Ones of the biggest complaints about listening to traditional radio is having to hear the same handful of songs an inordinate number of times. That's presumably why the local ALT 103.7 is giving listeners a chance to choose what plays on the station.

Starting Jan. 29, Dallas-Fort Worth's self-proclaimed "new alternative" is soliciting listener feedback through a new campaign it's calling "ctrl+ALT+del" -- emphasis on the "alt," obviously. Essentially how it works is when fans hear a song they like, they're encouraged to text "like" to 96750. Hear one you loathe? Text "dislike" to the same number. In theory, this will dictate which tunes stay on rotation and which ones are removed.

According to a statement, tracks that receive a "ridiculous number" of dislikes will be immediately pulled. "We aren't even going to wait until they end to yank them off the radio!" says the station. (GuideLive has inquired as to exactly how many dislikes is "ridiculous.")

For an indie music fan like myself, the lineup has been a mostly enjoyable mix of artists with wide public appeal, but less mainstream exposure than top 40 stations. Think bands like Tegan and Sara, Bishop Briggs, and Moon Taxi played alongside beloved rock bands like Red Hot Chili Peppers and Foo Fighters, much like you might hear on KXT (91.7 FM), NPR's local music affiliate.

Unlike KXT, however, ALT 103.7 still has commercials and still plays certain songs on repeat excessively. In the three or so hours I listened this morning, I heard "Up All Night" by Beck three times, which was enough for me text in a prompt "dislike." This from the girl who deemed Beck's Colors as one of her favorite albums of 2017.

In that same amount of time, I did not hear a song "yanked" off the air.

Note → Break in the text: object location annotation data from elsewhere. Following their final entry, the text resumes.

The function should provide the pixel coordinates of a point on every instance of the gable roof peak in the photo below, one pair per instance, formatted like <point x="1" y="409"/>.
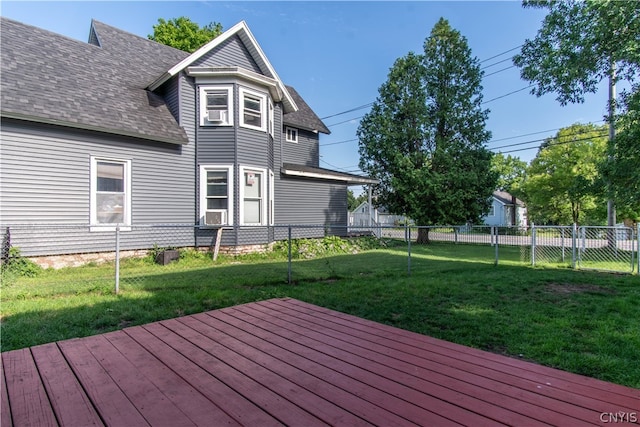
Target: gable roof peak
<point x="241" y="29"/>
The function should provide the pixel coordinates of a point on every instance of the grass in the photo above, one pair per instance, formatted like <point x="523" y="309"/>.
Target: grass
<point x="581" y="321"/>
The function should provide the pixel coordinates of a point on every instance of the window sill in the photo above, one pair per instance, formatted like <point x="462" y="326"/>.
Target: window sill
<point x="108" y="227"/>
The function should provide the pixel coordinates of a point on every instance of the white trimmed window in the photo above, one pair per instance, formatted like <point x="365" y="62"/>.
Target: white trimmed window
<point x="253" y="196"/>
<point x="216" y="195"/>
<point x="110" y="188"/>
<point x="216" y="105"/>
<point x="291" y="134"/>
<point x="271" y="118"/>
<point x="271" y="198"/>
<point x="253" y="114"/>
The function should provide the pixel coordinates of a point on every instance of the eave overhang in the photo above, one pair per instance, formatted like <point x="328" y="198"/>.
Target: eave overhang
<point x="83" y="126"/>
<point x="325" y="174"/>
<point x="241" y="30"/>
<point x="276" y="89"/>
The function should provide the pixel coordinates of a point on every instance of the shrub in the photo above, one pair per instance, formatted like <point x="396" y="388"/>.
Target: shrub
<point x="17" y="265"/>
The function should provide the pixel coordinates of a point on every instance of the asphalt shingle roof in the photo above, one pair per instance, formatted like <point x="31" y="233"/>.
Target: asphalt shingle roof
<point x="46" y="77"/>
<point x="50" y="78"/>
<point x="304" y="118"/>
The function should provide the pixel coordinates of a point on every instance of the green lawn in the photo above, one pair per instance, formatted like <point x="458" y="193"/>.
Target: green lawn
<point x="580" y="321"/>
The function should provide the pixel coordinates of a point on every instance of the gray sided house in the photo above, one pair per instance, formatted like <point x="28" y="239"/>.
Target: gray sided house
<point x="122" y="132"/>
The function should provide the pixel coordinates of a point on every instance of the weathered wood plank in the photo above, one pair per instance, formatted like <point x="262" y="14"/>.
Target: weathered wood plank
<point x="327" y="384"/>
<point x="265" y="369"/>
<point x="538" y="374"/>
<point x="5" y="408"/>
<point x="149" y="400"/>
<point x="414" y="387"/>
<point x="391" y="396"/>
<point x="28" y="398"/>
<point x="190" y="401"/>
<point x="70" y="404"/>
<point x="230" y="401"/>
<point x="390" y="359"/>
<point x="279" y="408"/>
<point x="112" y="404"/>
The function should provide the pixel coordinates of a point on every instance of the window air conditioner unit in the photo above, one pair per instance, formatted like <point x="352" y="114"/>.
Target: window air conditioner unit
<point x="216" y="115"/>
<point x="215" y="218"/>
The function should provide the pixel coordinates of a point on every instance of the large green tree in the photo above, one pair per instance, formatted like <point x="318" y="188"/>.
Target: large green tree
<point x="562" y="184"/>
<point x="579" y="45"/>
<point x="424" y="138"/>
<point x="184" y="34"/>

Preliminary reviews on the radio station's Facebook page have been mixed: Some listeners appreciated the interactivity while others complained about having to text and drive on their commute. Time will tell if this experiment actually leads to a worthwhile programming roadmap for the station or if it generates nothing more than a lot of worthless text messages. And yes, messaging and data rates may apply.